NEGs and ACEGs are enriched in different co-expression networks and show different temporal expression patterns

We downloaded the BrainSpan spatio-temporal transcriptome gene-level data of the human brain (GSE25219) from the GEO database and applied WGCNA³⁴ to the data. We identified 22 co-expression modules. We found that NEGs were significantly enriched (FDR < 0.05, Fisher’s exact test) in 6 modules (M09, M11, M12, M19, M20, M22), while ACEGs were enriched in three modules (M01, M02, M16) (Fig. 3A and Supplementary Fig. 5). GO analysis showed that NEGs-enriched M12 and M20 molecules are enriched in synapse and neuron projection, while ACEGs-enriched modules M01, M02, and M16 are enriched in basic and general functions such as cell cycle, nucleic acid processing, and chromosomal parts (Supplementary Fig. 6). We then calculated the eigengene expression of these modules and categorized them by expression patterns: M12, M20, M22 showed a graduate increased expression level before birth, then maintained at a relative high level through the old ages (up to 70 years old) (Fig. 3B). M11, M9, M19 exhibited relatively low expression level before birth, but remained at a median expression throughout mid-age (Fig. 3C). M01, M02, M16 showed a high expression at the beginning of conception, but decreased before birth and remained at low levels through mid-age (Fig. 3D). Overall, these results suggest that while ACEGs may have important roles exclusively during early brain development, NEGs may be important for both early development and the maintenance of brain function throughout life.

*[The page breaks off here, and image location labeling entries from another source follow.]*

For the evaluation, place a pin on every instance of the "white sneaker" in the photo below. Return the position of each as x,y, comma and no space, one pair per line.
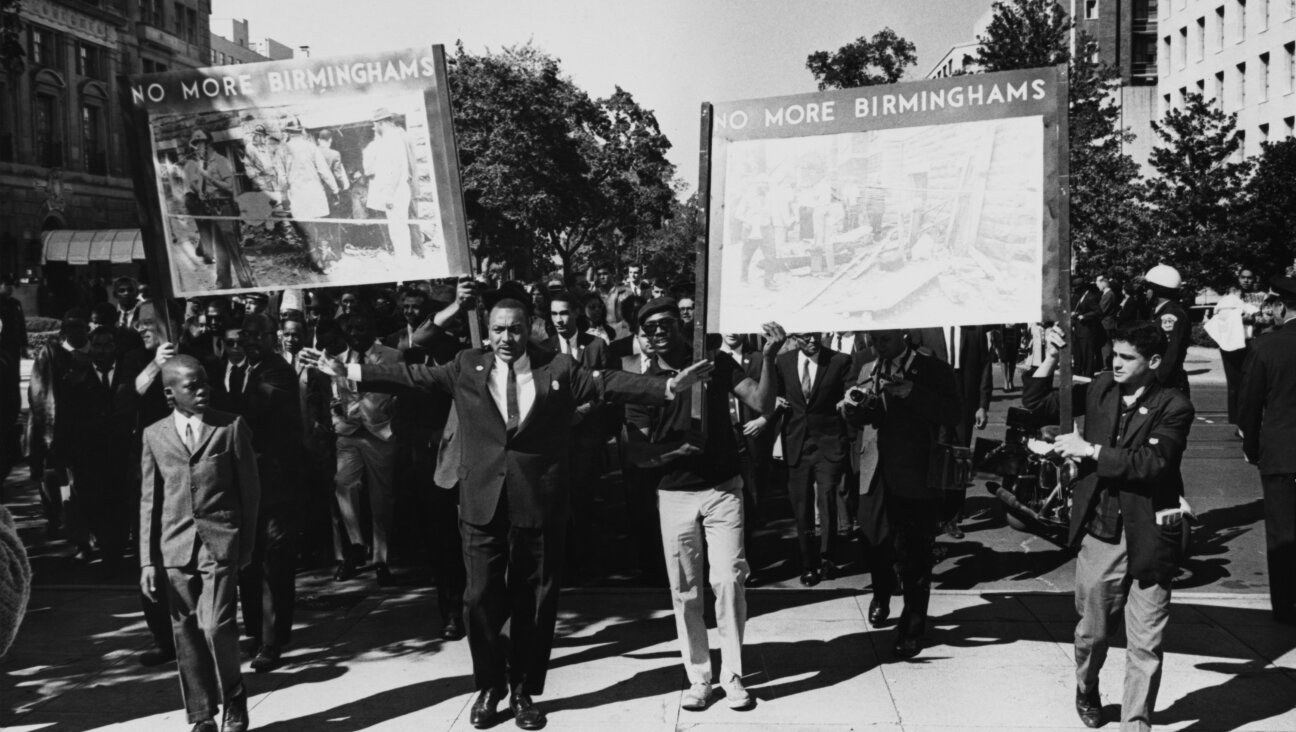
697,696
735,693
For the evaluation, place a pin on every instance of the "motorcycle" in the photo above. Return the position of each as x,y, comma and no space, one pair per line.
1034,486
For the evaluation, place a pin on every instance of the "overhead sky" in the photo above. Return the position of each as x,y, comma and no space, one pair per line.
671,55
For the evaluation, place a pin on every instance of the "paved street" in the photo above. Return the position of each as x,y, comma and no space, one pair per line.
998,656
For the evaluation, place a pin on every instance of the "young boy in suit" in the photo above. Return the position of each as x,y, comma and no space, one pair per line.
197,518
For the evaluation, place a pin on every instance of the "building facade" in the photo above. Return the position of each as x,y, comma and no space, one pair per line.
1239,53
62,148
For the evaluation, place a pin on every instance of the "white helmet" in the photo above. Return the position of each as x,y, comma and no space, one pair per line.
1164,276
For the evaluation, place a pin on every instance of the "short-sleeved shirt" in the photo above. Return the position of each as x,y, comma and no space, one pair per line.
669,424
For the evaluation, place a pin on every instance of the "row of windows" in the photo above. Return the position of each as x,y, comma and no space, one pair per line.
1257,79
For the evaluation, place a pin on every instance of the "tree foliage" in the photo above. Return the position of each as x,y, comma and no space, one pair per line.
863,62
547,171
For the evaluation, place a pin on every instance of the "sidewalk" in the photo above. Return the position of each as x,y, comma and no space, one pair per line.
364,660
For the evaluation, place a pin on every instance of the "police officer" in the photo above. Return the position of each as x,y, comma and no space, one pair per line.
1163,288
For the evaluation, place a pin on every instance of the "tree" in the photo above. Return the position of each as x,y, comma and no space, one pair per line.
1025,34
1269,209
548,172
1108,220
863,62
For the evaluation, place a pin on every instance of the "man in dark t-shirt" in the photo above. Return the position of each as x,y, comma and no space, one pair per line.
700,496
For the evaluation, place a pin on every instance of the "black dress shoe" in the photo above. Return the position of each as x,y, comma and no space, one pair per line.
452,630
482,714
235,717
525,713
157,656
879,609
907,645
1089,708
267,660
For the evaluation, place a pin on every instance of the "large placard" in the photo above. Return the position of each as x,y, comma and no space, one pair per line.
925,204
303,172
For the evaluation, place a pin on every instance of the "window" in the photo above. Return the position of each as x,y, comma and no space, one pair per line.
48,126
1264,77
90,61
92,140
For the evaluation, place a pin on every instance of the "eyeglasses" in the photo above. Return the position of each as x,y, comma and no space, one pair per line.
660,325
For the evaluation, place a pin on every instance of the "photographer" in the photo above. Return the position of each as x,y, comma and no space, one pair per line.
1126,511
907,398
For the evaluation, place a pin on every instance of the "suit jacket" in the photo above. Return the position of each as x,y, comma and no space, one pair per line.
373,411
973,378
533,465
909,429
1266,403
271,406
813,417
211,494
1142,464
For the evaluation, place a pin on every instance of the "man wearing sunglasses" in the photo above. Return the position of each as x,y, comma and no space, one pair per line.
700,498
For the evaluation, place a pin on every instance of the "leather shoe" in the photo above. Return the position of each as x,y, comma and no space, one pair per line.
452,630
879,609
482,714
907,645
235,717
266,660
157,656
525,713
1089,708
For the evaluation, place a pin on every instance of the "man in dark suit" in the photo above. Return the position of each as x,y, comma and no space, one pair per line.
262,389
811,381
590,429
197,513
967,350
100,413
1126,514
910,398
1266,416
515,404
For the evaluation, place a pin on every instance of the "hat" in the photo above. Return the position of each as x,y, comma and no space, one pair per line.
1283,286
1164,276
659,305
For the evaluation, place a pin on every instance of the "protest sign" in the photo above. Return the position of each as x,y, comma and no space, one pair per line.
301,172
925,204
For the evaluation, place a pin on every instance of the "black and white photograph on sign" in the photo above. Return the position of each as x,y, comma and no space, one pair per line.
329,192
903,227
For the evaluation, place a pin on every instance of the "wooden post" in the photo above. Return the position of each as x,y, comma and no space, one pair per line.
703,245
1064,373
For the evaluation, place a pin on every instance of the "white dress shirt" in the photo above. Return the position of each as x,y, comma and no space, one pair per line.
192,421
525,386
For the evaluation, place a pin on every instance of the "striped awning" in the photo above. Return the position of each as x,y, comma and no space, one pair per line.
82,246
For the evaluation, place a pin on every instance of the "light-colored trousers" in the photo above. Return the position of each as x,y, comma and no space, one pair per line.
1103,591
362,459
687,517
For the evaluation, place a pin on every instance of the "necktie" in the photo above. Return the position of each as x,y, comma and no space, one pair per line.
236,378
511,400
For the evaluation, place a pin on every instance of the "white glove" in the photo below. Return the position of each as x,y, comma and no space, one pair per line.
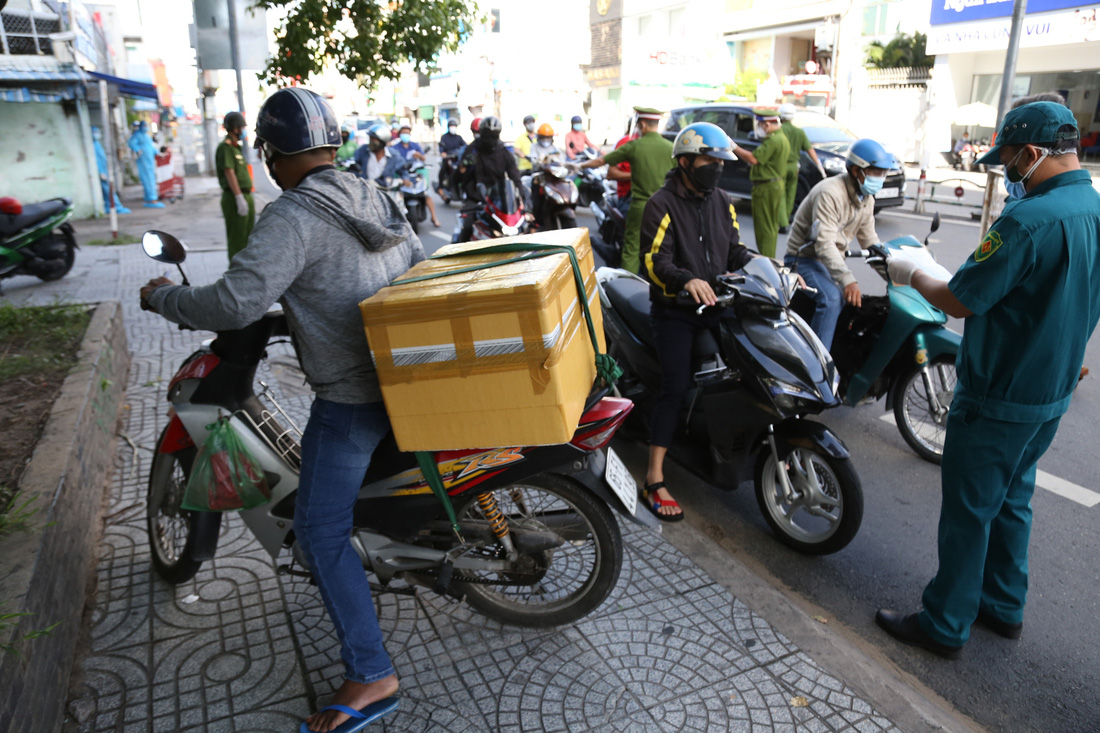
901,270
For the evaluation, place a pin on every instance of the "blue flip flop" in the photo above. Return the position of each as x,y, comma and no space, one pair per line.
360,719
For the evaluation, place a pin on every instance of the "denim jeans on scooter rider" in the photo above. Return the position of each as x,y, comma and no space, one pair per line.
336,451
828,301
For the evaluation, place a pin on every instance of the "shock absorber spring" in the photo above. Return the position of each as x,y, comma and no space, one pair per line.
492,513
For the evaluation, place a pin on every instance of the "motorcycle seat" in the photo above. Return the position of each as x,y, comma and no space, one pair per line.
32,215
630,298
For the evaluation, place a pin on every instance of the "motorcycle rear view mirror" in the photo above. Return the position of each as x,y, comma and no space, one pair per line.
163,247
935,227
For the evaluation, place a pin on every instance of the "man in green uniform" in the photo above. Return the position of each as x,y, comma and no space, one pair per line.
768,175
235,181
347,150
650,157
1031,298
799,142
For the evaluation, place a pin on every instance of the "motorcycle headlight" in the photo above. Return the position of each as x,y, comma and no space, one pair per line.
787,395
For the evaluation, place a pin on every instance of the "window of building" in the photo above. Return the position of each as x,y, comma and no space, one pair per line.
875,18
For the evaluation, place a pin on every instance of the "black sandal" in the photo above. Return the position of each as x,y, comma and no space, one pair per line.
655,503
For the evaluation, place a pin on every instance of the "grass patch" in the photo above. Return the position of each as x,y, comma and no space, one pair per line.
40,341
121,239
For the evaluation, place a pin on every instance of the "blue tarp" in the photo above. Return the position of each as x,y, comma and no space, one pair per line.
128,87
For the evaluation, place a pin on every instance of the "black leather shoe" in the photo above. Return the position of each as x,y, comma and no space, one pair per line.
998,626
905,628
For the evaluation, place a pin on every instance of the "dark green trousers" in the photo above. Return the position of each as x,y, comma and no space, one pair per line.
988,479
238,228
768,215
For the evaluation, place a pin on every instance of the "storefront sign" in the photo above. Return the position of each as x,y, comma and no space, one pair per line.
1047,30
961,11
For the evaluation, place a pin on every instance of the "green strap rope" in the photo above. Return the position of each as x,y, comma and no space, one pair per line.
607,370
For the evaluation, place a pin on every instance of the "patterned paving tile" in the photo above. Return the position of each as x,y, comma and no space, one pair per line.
241,648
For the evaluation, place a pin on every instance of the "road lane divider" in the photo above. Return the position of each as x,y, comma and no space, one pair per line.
1043,480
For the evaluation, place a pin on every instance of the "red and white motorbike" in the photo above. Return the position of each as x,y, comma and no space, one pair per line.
539,543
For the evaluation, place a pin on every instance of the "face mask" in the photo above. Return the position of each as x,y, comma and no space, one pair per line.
705,177
1014,182
871,185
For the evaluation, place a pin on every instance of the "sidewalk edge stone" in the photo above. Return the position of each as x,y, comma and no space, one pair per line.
47,568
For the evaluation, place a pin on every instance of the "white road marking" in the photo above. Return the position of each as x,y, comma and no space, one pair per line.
926,218
1043,480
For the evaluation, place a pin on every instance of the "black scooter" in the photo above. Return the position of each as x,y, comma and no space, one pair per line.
757,375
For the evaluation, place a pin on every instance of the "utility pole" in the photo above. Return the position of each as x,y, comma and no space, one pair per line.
1008,80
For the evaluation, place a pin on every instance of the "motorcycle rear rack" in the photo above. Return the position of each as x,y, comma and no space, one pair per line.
272,427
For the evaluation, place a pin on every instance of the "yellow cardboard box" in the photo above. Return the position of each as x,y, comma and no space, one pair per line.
492,358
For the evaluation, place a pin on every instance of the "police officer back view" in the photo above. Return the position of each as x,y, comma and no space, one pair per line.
1031,298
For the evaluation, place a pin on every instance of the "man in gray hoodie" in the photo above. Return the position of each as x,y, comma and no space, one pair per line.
328,242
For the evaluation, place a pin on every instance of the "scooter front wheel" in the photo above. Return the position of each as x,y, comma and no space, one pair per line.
824,507
921,406
172,529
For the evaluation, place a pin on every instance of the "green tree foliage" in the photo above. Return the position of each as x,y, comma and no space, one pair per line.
363,40
903,51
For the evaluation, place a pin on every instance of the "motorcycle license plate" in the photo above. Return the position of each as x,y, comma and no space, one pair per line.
620,481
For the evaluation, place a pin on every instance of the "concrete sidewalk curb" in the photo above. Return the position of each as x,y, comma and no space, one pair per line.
48,566
897,695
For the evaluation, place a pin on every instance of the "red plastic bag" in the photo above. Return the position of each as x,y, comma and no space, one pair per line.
226,477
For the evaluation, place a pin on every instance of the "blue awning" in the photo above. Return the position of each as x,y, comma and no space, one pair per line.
128,87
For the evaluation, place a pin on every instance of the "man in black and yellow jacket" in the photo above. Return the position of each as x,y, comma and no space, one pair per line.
689,237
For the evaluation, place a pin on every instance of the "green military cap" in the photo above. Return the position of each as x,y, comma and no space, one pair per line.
1038,123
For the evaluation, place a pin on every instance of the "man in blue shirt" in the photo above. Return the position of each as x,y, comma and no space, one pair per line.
1031,298
411,151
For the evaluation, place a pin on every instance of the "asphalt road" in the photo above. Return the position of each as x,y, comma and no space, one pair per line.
1049,680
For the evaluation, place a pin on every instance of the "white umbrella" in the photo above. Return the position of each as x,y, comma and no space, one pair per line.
976,115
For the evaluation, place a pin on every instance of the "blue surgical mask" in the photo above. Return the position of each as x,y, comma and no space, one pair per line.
871,185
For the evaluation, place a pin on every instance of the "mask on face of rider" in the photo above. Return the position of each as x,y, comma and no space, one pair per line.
871,184
1013,181
705,177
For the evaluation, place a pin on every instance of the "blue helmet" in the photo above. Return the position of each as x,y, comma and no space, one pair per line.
703,139
869,154
294,120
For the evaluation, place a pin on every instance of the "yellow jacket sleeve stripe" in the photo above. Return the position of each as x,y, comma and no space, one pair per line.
653,249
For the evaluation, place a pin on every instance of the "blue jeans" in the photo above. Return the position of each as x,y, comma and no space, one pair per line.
336,451
827,301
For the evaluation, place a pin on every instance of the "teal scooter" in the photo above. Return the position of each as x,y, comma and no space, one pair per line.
898,346
36,239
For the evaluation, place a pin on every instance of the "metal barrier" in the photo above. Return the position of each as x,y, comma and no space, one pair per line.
958,187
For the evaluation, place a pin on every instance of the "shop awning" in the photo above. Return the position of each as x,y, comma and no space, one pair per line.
128,87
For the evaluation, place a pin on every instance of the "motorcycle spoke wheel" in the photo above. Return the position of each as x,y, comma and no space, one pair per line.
923,423
548,587
825,506
171,528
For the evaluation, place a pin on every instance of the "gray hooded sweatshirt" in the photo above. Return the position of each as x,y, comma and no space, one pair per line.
319,249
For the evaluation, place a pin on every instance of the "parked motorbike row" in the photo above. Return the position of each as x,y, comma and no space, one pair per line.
760,378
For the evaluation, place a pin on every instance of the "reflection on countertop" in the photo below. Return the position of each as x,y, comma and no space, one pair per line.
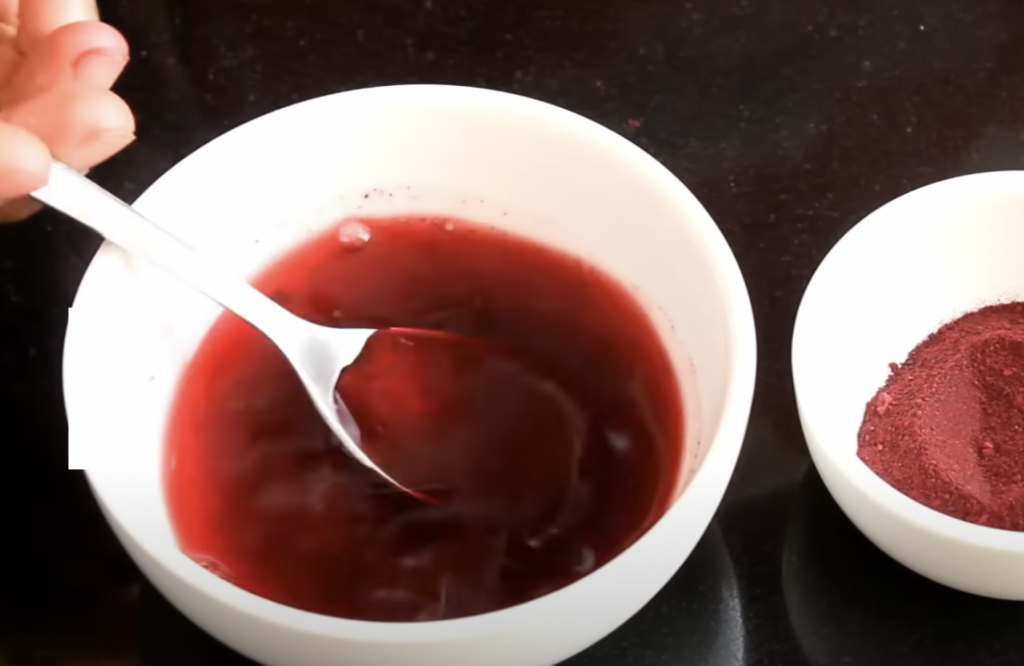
851,604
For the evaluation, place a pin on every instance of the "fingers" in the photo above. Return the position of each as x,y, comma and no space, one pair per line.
91,53
81,125
24,162
38,18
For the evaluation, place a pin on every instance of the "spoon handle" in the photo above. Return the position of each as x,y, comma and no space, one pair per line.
74,195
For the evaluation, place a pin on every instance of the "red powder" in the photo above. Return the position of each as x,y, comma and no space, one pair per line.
947,428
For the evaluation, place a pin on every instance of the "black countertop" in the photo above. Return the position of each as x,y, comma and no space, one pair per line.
788,120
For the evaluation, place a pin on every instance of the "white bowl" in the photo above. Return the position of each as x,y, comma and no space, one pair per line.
498,159
913,264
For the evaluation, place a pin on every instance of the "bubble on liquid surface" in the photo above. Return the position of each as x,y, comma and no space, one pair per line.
353,235
214,567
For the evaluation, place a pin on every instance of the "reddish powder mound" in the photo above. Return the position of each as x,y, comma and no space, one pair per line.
947,428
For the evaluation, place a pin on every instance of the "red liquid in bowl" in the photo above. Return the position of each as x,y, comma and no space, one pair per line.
259,494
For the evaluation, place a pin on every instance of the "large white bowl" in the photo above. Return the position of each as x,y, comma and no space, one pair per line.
499,159
913,264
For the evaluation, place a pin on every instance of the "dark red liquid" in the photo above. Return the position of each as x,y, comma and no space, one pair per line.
259,493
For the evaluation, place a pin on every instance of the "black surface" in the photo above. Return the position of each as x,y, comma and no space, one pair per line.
790,121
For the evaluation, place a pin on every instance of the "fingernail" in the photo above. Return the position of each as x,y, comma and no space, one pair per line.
99,67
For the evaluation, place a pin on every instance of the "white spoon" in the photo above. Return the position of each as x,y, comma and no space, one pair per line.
317,354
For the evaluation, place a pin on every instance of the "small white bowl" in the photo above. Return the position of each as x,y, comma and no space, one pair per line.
498,159
915,263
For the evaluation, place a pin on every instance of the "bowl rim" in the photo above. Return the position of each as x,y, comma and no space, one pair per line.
908,510
713,475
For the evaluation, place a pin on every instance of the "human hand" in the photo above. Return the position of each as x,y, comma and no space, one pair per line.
57,64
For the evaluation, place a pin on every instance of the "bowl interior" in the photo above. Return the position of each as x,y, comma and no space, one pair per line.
910,266
492,158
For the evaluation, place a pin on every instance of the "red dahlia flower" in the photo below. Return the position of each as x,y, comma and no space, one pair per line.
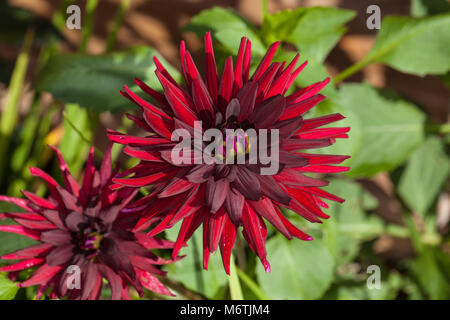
83,226
224,197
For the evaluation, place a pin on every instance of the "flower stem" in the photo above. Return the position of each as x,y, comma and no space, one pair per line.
251,285
10,113
438,128
88,25
124,5
233,280
351,70
265,13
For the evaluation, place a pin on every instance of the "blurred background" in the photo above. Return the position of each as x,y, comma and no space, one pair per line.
57,87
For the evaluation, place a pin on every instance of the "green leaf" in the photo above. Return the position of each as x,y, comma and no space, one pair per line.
413,45
95,81
422,8
227,27
8,289
10,242
430,276
318,31
314,31
278,26
426,171
348,146
313,72
348,224
390,128
189,270
300,269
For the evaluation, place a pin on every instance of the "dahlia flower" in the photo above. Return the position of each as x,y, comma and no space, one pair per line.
222,196
86,227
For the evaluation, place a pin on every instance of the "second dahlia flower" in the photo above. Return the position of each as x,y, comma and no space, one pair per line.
86,228
226,196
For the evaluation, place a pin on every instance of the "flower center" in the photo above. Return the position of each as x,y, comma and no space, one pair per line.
90,240
236,138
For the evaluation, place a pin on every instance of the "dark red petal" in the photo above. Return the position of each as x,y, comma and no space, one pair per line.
247,183
226,85
247,60
203,101
227,243
212,77
238,69
293,177
247,98
216,192
268,112
265,62
279,85
271,189
300,108
56,237
234,204
255,233
320,121
60,255
307,92
265,208
20,230
25,264
42,275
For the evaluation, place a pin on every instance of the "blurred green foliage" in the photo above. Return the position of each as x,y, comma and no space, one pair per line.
388,134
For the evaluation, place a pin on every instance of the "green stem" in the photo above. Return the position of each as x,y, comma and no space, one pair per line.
89,24
438,128
251,285
110,42
351,70
265,13
82,136
233,281
10,114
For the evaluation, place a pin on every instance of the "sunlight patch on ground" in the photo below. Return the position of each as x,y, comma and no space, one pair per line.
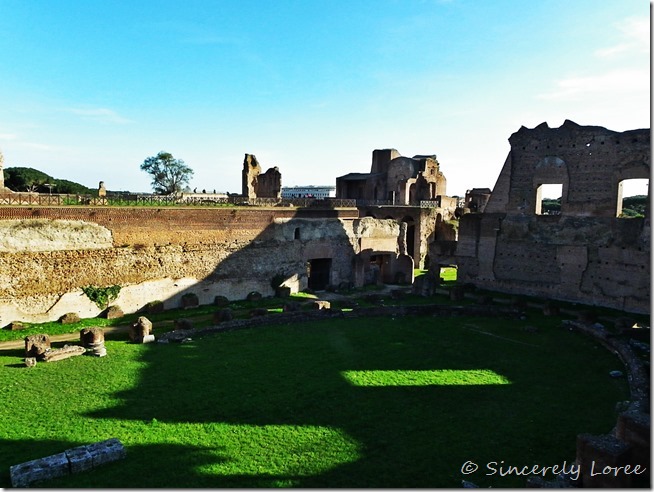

**Fig. 3: Neuronal essential genes (NEGs) and Achilles Project-specific essential genes (ACEGs) are enriched in different modules and show different expression patterns.**

Association of NEGs and ACEGs with neuropsychiatric genetic risk

We obtained GWAS data and rare variants data for neuropsychiatric disorders, as well as de novo mutation data from denovo-db¹⁷, and then tested the overlap between NEGs and ACEGs among these genetic variants. For GWAS and rare variants data, we used MAGMA³¹ to calculate enrichment p-values; for de novo mutations, we used denovolyzeR⁴⁰, focusing on both LOF (loss-of-function) and protein-altering (missense) mutations. A summary of data and methods used for this analysis is presented in Supplementary Table 8. Both datasets show significant enrichment in BD rare variants (p = 0.021 for NEGs, p = 5.7 × 10⁻³ for ACEGs) and protein-altering de novo mutations (p = 6.1 10⁻⁵ for NEGs, p = 2.3 × 10⁻⁴ for ACEGs), as well as a strong enrichment in the SCZ loss-of-function de novo mutations (p = 1.4 × 10⁻¹⁵ for NEGs, p = 1.5 × 10⁻⁷ for ACEGs). NEGs were significantly enriched in the SFARI ASD risk gene list (p = 3.5 × 10⁻⁴), while ACEGs were not (p = 0.8). The de novo loss-of-function mutations found in neurodevelopmental disorders patients were enriched in both datasets, such as ASD (p = 1.29 × 10⁻⁴¹ for NEGs, p = 8.65 ×10⁻¹⁵ for ACEGs), ID (p = 9.37 × 10⁻⁴⁴ for NEGs, p = 3.58 × 10⁻⁷² for ACEGs), and epilepsy (p = 2.77 × 10⁻⁵ for NEGs, p = 1.95 × 10⁻⁵ for ACEGs). Only NEGs were enriched in protein-altering de novo mutations in PD (p = 9.55 × 10⁻⁵) and ALS (p = 5.79 × 10⁻⁷). These finding demonstrate that ACEGs are exclusively enriched in neurodevelopmental disorders, while NEGs are related to neurodevelopmental, psychiatric, and neurodegenerative diseases (Fig. 4). The p values of the enrichment analyses for each module are shown in Supplementary Fig. 7.

**Fig. 4: Enrichment of Neuronal Essential Genes (NEGs) and Achilles Project-specific essential genes (ACEGs) in neuropsychiatric disorders’ GWAS, rare variants, and de novo mutations.**

General gene features of NEGs and ACEGs

Finally, we aimed to compare the general features of genes in the two gene sets. The probability of mutation of essential genes was found to be lower than that of unessential genes, while the probability of loss-of-function intolerance (pLI) was higher. Specifically, ACEGs showed significantly lower probability of mutation than NEGs (p value < 2.2e-16, Fig. 5B), as well as higher pLI (p value = 0.007135, Fig. 5A). Finally, NEGs were more likely to exhibit Haploid insufficiency⁴¹ (p value = 6.329e-6, Fig. 5C). We also used the deTS package³⁶ to check the tissue specificities of the two gene sets in GTEx data, with NEGs showing a significant enrichment in several brain regions (Fig. 5E). We used the online tool CSEA³⁷ to investigate the expression enrichment of each gene set in particular human brain regions and developmental periods. The results show that NEGs are highly enriched in D2+Spiny neurons in Striatum (Supplementary Fig. 8), but with no obvious enrichment in any specific developmental window (Supplementary Fig. 9). ACEGs are enriched in the early fetal and early mid-fetal period in several brain regions such as amygdala, cortex, hippocampus, and striatum (Supplementary Fig. 10), but not in any specific cell types. (Supplementary Fig. 11). We also compared the GIMS scores of genes in both gene lists, with the results shown in Supplementary Fig. 12.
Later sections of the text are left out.